An unwanted December phone call

The man never asked for money

After Harjo contacted me, she received two more phone calls from the same company.
  • After Harjo contacted me, she received two more phone calls from the same company.

A new telephone scam may be circulating around San Diego. On December 19, 68-year-old Vickie Harjo, of Fallbrook, received a phone call from the "Medicare office" stating her Medicare coverage will expire on December 25.

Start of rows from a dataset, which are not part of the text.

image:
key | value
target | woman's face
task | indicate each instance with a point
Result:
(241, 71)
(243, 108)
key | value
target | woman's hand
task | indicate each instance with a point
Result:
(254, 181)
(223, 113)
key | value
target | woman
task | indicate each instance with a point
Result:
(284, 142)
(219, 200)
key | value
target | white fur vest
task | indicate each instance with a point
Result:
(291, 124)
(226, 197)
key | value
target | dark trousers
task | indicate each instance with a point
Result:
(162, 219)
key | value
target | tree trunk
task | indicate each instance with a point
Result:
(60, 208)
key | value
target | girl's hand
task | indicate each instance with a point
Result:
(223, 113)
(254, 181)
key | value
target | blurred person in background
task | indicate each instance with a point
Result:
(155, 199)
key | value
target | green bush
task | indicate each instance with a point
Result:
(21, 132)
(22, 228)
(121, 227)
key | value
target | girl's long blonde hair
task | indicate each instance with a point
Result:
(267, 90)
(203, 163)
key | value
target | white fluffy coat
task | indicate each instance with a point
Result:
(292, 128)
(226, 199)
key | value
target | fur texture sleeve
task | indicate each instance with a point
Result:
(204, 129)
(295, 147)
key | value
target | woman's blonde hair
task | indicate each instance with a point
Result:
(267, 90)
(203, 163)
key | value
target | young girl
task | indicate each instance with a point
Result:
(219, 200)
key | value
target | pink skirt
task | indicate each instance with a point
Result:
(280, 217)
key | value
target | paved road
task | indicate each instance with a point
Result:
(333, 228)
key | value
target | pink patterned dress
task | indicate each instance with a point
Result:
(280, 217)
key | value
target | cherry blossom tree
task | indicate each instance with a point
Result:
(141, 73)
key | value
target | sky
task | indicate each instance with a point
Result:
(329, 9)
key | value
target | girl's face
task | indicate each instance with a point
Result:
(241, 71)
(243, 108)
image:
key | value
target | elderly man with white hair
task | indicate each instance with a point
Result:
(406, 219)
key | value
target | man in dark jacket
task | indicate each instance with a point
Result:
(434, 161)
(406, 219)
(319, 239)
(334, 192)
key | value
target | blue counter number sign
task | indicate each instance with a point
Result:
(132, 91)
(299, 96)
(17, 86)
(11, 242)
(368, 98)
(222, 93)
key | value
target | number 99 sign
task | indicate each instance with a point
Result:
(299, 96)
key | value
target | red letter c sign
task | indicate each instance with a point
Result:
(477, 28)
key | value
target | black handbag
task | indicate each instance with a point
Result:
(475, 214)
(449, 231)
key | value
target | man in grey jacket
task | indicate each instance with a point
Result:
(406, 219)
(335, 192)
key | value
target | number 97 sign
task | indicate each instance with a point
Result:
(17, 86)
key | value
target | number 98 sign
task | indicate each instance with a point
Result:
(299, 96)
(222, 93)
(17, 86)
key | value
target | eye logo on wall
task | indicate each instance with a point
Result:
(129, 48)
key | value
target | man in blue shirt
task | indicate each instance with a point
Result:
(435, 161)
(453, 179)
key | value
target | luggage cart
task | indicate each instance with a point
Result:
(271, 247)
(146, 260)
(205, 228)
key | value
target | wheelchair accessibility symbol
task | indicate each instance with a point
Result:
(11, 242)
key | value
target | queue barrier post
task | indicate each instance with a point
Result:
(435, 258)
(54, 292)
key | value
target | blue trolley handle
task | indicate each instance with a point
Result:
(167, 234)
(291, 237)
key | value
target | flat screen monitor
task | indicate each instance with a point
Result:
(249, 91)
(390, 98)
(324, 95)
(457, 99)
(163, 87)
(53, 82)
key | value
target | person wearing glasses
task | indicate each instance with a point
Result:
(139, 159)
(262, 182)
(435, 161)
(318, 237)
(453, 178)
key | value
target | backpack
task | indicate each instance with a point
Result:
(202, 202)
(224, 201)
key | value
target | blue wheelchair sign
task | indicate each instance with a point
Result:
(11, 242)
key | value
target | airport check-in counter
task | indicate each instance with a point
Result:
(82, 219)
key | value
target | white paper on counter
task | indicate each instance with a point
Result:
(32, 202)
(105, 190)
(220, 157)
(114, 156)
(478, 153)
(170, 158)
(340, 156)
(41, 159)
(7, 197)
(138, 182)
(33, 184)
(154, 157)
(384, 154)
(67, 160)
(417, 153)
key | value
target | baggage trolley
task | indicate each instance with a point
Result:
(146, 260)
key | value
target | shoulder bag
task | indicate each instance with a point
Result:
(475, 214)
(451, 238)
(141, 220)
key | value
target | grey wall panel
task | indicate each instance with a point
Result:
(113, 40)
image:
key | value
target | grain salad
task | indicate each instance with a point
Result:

She told the man, described as having a Spanish or Indian accent, that he was a scammer. What threw her off-guard in her brief conversation, before the man hung up: he individually spelled out each letter in her full name, including her middle name. He wanted acknowledgement that she understood her Medicare coverage would be ending.

It scared her enough to call the Medicare office. She was assured her coverage was in force and not expiring.

Spokesperson for the San Diego County sheriff’s department, Lt. Karen Stubkjaer, said she had not heard of this activity but would be checking with other departments. Lt. Stubkjear stated Mrs. Harjo did the right thing. “People should not give personal, identifying information over the phone. They should hang up and then call officials.” In this case, the Medicare office.

Interesting, unlike other reported phone scams, the man on the phone never asked for money. It is speculated that in the heightened awareness of the recent open enrollment period for subsidized medical insurance (Covered California and others) and the busyness of the holidays, that the scammer was trying to get Harjo to switch coverage, or sign up for what would be a fly-by-night or non-existent Medicare plan. It's assumed she would have been asked for payment at that time.

After Harjo contacted me, she received two more phone calls from the same company – a 619 and toll free 877 number. Numerous return calls to both numbers got a busy signal, indicating they are probably active lines, and not non-existent phone numbers used by robo-callers.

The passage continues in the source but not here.